ITSを疑う

ITS(高度道路交通システム)やカーマルチメディア、スマホ、中国関連を中心に書き綴っています。

CarPlayやAndroid Autoとはなんなのか?のおさらい

2014年08月06日 | ITS
どうもIT業界の方はこのCarPlayとかAndroid Autoというスマホと車をつなげる仕組みがなんだか革新的なものだと勘違いしているようだ。
しかもAppleやGoogleが車のIT周りを支配するための布石なのだ,みたいなかなり見当違いな見方をしてる人もいる。

これについては前にも書いているが,そんなに凄いもんじゃない。

スマホの画面を車載モニターに映す方法はすでにある。
簡単に言うと,ブルートゥース経由でやる方法とHDMIかWifiで接続する方法。車載モニターのタッチパネルが使えるつかえないとか,iPhoneはSNSできないとか色々の制約があるけど,できる。実際に市販のナビゲーションにはこの機能が付いているものが出てきている。

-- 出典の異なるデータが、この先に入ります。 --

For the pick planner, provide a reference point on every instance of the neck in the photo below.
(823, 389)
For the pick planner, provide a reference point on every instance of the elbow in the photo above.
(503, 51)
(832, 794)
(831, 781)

でもそれは基本的にはスマホコンテンツをそのまま表示するわけで,その気になれば運転しながらパスドラだってできる。

そんなのは危なくてしょうがないし,これに起因して事故が発生した場合,カーメーカーはPL訴訟で負けるからこれを標準装備にするわけにはいかない。
一方でスマホの情報を車載のモニターに表示したいというユーザーニーズにカーメーカーとしても対応したいし,Apple,Googleとしても囲い込みのためにカーメーカーに採用してもらえる安全な接続インターフェースを開発することには意味がある。
多かれ少なかれ,スマホ画面が運転中に表示されていれば,音楽D/LやPOI検索でそれにまつわるe-コマース系のビジネスチャンスはあるだろう。

また,今までスマホ側のOSアップデートで散々苦労させられてきたカーメーカーやナビメーカーにとって,AppleやGoogleが純正でインターフェースを用意してくれるのは大変ありがたい。

ということで登場したのがCarPlayとAndroid Autoなのだ。
だからこれらはスマホの情報から一部を切り取って運転に支障のないようなインタフェースで表示するだけのものであり,決してAppleやGoogleが車のIT周りに入り込む布石,ということにはならないだろう。

カーメーカーはCarPlayだけ,あるいはAndroid Autoだけに対応した車載ディスプレイを搭載するワケがない。わざわざユーザーを限定するような車を作るメリットはなにもない。多分,標準装備のカーナビ(か,ディスプレイ)がCarPlayとAndroid Autoの両方対応になる。

ということで,これらはあくまでスマホをカーナビ画面につなぐソフトウエアであり,スマホを車の中でより使いやすくするというレベルの話でしかない私は考えている。

スマホナビの性能が上がってきているので車載のナビはなくなる,と見る向きもあるが,私はそうは思わない。これについては改めて。